Extends 'RT-QuIC' (Real-Time Quaking-Induced Conversion) statistical analysis to complex environmental matrices through hierarchical adaptive classification. 'KWELA' is named after a deity of the Fore people of Papua New Guinea, among whom Kuru, a notable human prion disease, was identified. Implements a 6-layer architecture: hard gate biological constraints, per-well adaptive scoring, separation-aware combination, Youden-optimized cutoffs, replicate consensus, and matrix instability detection. Features dual-mode operation (diagnostic/research), auto-profile selection (Standard/Sensitive/Matrix-Robust), RAF integration for artifact detection, matrix-aware baseline correction, and multiple consensus rules. Methods include energy distance (Szekely and Rizzo (2013) <doi:10.1016/j.jspi.2013.03.018>), CRPS (Gneiting and Raftery (2007) <doi:10.1198/016214506000001437>), SSMD (Zhang (2007) <doi:10.1016/j.ygeno.2007.01.005>), and Jensen-Shannon divergence (Lin (1991) <doi:10.1109/18.61115>). This package implements methodology currently under peer review; please contact the author before publication using this approach. Development followed an iterative human-machine collaboration where all algorithmic design, statistical methodologies, and biological validation logic were conceptualized, tested, and iteratively refined by Richard A. Feiss through repeated cycles of running experimental data, evaluating analytical outputs, and selecting among candidate algorithms and approaches. AI systems ('Anthropic Claude' and 'OpenAI GPT') served as coding assistants and analytical sounding boards under continuous human direction. The selection of statistical methods, evaluation of biological plausibility, and all final methodology decisions were made by the human author. AI systems did not independently originate algorithms, statistical approaches, or scientific methodologies.

License:

MIT + file LICENSE

URL:

https://github.com/RFeissIV/KWELA

BugReports:

https://github.com/RFeissIV/KWELA/issues

Encoding:

UTF-8

RoxygenNote:

7.3.2

Depends:

R (≥ 4.0.0)

Imports:

stats, graphics

Suggests:

testthat (≥ 3.0.0)

Config/testthat/edition:

NeedsCompilation:

Packaged:

2026-02-23 21:10:41 UTC; root

Author:

Richard A. Feiss IV

[aut, cre]

Maintainer:

Richard A. Feiss IV <feiss026@umn.edu>

Repository:

CRAN

Date/Publication:

2026-02-28 21:10:02 UTC

KWELA: Hierarchical Adaptive 'RT-QuIC' Classification

Description

Value

No return value. This is a package documentation page.

6-Layer Architecture

Layer 1: Hard Gate: Biological constraint filter
Layer 2: Per-Well Scoring: Profile-dependent adaptive transforms
Layer 3: Adaptive Combination: Separation-aware score combiner
Layer 4: Adaptive Cutoff: Youden-optimized threshold
Layer 5: Replicate Consensus: Treatment-level classification
Layer 6: Instability Detection: Matrix interference override

Dual-Mode Operation

diagnostic: Default mode. Deterministic classification from TTT/MP/RAF evidence only. No stochastic rescue or score blending.
research: Full adaptive architecture with stochastic rescue and distributional scoring.

Main Functions

kwela_analyze: Main analysis function
kwela_summarize: Treatment-level summary
kwela_diagnostics: Diagnostic information
compute_instability_flags: Matrix instability detection

Plate/Batch Functions

kwela_plate_normalize: Multi-plate normalization
kwela_bootstrap_summary: Bootstrap confidence intervals

Separation Quality Assessment

Description

cohens_d computes Cohen's d effect size between two distributions.

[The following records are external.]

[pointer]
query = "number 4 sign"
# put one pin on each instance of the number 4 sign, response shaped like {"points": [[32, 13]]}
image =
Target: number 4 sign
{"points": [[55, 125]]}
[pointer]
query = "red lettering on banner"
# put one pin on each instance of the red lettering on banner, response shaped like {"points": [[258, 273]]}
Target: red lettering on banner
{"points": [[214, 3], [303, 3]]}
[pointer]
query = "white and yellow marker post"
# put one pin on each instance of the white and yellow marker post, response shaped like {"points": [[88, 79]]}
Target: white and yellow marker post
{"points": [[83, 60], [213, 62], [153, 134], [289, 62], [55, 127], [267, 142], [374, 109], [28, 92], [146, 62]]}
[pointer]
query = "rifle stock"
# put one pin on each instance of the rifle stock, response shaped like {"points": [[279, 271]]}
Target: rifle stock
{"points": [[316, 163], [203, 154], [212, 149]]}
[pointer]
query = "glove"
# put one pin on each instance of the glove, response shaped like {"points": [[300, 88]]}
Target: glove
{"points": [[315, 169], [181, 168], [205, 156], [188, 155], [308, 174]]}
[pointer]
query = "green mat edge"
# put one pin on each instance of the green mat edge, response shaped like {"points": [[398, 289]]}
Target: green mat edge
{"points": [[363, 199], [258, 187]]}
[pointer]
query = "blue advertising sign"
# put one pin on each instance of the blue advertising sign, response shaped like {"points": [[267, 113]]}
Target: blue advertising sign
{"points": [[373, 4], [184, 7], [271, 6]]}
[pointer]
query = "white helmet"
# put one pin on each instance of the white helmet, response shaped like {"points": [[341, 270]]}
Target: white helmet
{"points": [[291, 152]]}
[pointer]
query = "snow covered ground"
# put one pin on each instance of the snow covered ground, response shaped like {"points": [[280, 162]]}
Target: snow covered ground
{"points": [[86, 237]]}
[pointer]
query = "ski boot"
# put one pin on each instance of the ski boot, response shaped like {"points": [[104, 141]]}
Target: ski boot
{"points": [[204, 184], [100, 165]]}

assess_separation evaluates PC/NC separation quality and recommends a classification profile. Cohen's d thresholds are heuristic, calibrated against three RT-QuIC datasets.

Usage

cohens_d(x, y)

assess_separation(pc_mp, nc_mp, pc_ttt, nc_ttt)

Arguments

x

First distribution (numeric vector)

y

Second distribution (numeric vector)

pc_mp

Positive control MP values

nc_mp

Negative control MP values

pc_ttt

Positive control TTT values

nc_ttt

Negative control TTT values

Value

cohens_d returns a single numeric value (positive = x > y), or NA_real_ if insufficient data.

assess_separation returns a list with:

d_mp: Cohen's d for MP
d_ttt: Cohen's d for TTT
d_combined: Median of absolute d values
regime: Separation regime: "poor_separation", "moderate_separation", or "strong_separation"
recommended_profile: Recommended profile: "matrix_robust", "sensitive", or "standard"

Examples

set.seed(42)
pc_mp <- rnorm(8, 100, 10)
nc_mp <- rnorm(8, 20, 5)
pc_ttt <- rnorm(8, 8, 1)
nc_ttt <- rnorm(8, 72, 5)

cohens_d(pc_mp, nc_mp)
assess_separation(pc_mp, nc_mp, pc_ttt, nc_ttt)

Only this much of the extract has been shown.